Prep Time: 15 minutes; Cooking Time: 20 minutes; Servings: 4
Ingredients:
- 8 ounces of your favorite pasta (penne, fusilli, or spaghetti)
- 3 tablespoons olive oil
- 1 medium onion, finely chopped
- 3 cloves garlic, minced
- 1 can (14.5 ounces) diced tomatoes
- 2 cups of your favorite pasta sauce (or you can mix in some red pepper flakes for a bit of heat)
- Salt and pepper to taste
- 1 cup fresh spinach or arugula, chopped finely
- Grated Parmesan cheese (optional)
Cooking Instructions:
- Boil the pasta according to package instructions until al dente. Drain and set aside.
- In a large skillet or wok, heat up olive oil over medium heat. Add chopped onions and cook for about 3-4 minutes until they start to soften.
- Add minced garlic and sauté for another minute until the aroma is released without browning the garlic too much.
- Pour in the diced tomatoes or canned sauce, add salt, pepper, and red pepper flakes if desired. Stir well and let it simmer on low heat for 10 minutes to allow flavors to meld together.
- Once done cooking, add the drained pasta into the skillet along with spinach/arugula. Toss everything gently until all ingredients are well combined.
- Serve hot with a sprinkle of Parmesan cheese if desired. Enjoy your meal!
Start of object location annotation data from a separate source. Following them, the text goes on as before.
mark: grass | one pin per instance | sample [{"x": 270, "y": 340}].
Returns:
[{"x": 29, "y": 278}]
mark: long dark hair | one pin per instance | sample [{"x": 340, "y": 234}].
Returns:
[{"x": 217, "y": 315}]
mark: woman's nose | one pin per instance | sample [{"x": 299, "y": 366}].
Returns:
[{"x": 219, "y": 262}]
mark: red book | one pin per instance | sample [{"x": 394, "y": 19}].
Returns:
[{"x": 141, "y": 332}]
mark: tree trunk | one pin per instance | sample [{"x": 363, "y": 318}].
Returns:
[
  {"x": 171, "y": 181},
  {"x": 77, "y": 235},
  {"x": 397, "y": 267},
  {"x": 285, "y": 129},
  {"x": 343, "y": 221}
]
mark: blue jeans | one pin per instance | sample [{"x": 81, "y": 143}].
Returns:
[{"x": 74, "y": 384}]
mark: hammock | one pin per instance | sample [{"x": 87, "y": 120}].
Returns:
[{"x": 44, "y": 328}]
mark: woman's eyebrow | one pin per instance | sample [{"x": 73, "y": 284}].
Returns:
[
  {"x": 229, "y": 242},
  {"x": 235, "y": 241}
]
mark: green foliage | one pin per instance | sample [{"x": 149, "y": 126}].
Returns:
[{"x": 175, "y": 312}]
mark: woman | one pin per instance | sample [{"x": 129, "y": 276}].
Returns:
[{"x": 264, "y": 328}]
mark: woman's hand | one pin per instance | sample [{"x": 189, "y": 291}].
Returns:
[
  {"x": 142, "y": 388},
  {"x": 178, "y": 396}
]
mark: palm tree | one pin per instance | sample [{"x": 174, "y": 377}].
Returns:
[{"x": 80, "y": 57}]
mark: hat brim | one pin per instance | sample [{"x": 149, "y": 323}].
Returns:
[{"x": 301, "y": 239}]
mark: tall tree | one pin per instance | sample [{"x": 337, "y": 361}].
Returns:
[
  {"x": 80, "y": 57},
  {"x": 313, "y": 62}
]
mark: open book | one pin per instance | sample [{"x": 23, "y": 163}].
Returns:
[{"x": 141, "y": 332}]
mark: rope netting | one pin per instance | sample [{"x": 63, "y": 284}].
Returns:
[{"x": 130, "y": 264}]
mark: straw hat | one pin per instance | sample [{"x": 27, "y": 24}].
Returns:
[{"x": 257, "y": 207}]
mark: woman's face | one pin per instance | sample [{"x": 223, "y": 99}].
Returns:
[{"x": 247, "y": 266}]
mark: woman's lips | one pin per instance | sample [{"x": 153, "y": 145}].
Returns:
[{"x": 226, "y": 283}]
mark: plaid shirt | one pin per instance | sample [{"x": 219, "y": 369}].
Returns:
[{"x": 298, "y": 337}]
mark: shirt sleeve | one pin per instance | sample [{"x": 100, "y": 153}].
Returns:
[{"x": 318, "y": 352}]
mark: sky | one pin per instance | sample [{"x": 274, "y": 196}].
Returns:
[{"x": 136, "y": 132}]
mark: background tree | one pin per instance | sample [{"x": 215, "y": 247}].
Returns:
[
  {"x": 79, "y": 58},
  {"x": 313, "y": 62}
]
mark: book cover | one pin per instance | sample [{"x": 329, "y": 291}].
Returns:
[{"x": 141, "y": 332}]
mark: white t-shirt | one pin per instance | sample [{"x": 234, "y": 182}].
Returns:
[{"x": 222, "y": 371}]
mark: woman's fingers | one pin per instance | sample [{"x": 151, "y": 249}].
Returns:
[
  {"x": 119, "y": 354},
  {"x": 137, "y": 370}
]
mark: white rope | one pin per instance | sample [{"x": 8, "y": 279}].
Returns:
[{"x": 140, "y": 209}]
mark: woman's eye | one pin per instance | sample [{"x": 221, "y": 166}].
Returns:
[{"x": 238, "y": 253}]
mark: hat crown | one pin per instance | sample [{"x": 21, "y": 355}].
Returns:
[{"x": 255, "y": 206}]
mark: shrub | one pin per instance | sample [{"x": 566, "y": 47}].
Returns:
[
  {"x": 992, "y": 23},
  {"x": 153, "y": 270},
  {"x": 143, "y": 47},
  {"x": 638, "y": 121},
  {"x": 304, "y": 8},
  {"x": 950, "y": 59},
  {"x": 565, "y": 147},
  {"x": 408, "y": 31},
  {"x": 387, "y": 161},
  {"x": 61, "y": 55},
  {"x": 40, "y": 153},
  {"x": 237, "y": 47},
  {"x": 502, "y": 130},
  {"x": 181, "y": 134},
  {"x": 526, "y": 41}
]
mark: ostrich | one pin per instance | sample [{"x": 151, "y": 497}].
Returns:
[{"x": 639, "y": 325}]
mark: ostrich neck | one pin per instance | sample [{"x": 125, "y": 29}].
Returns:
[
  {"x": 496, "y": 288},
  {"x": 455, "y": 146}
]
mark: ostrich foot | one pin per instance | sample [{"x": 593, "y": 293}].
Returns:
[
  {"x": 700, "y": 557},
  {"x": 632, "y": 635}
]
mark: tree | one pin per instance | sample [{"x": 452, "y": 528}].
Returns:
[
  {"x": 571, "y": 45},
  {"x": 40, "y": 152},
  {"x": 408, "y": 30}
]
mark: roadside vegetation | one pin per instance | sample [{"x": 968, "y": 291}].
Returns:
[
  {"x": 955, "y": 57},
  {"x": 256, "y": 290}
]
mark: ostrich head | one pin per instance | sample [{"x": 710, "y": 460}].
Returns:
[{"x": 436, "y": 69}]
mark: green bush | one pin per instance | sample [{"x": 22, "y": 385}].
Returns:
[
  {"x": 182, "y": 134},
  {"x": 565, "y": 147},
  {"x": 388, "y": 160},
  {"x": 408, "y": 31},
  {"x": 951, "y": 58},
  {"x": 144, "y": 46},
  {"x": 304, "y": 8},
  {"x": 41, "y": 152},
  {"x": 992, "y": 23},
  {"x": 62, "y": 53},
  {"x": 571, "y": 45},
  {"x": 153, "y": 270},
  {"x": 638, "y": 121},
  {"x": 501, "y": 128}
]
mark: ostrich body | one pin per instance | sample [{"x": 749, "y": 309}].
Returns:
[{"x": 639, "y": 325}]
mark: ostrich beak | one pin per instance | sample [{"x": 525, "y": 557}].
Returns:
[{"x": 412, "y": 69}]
This easy weeknight pasta recipe is versatile and can be adapted to suit different tastes or dietary preferences. You could add some protein like cooked chicken, beef, shrimp, or tofu to make it more filling. For those looking to reduce calorie intake, you might consider using whole wheat pasta instead of regular pasta.
Why This Recipe?
The simplicity and versatility of this dish make it an excellent choice for busy professionals who don't have much time to spend on elaborate meals yet still crave something tasty. It's also suitable as a family dinner where everyone can enjoy their own customized portions while dining together.
Health Benefits:
- Pasta: A great source of complex carbohydrates providing sustained energy throughout the day.
- Tomatoes: Rich in lycopene, which helps protect against heart disease and certain cancers.
- Garlic: Known for its antibacterial properties and immune-boosting effects.
- Spinach/Arugula: Packed with vitamins A, C, E, K, folic acid, manganese, iron, magnesium, phosphorous, zinc, copper, beta carotene, fiber, potassium, calcium, protein, and various antioxidants.
Tips For Success:
- Ensure the pasta is cooked al dente to retain its firmness and texture; this way, it absorbs more flavors from other ingredients.
- If you're adding meat or fish, cook them separately first before incorporating into the sauce to ensure they are fully cooked.
- The heat level of your skillet should be moderate so as not to burn the garlic but still get a golden brown color which enhances its flavor significantly.
Remember that cooking doesn't have to be time-consuming or complicated. Sometimes, simplicity is key! This pasta dish demonstrates just how simple yet delicious a meal can be when prepared correctly. Whether you're looking for something quick and easy or want to experiment with various ingredients based on what's available in your pantry, this recipe offers flexibility without compromising taste.
So next time you’re short on time but craving something comforting and satisfying, try out our Easy Weeknight Pasta Recipe. Not only will it save you precious minutes during dinner preparation, but it'll also provide a delicious treat for your taste buds! Happy cooking!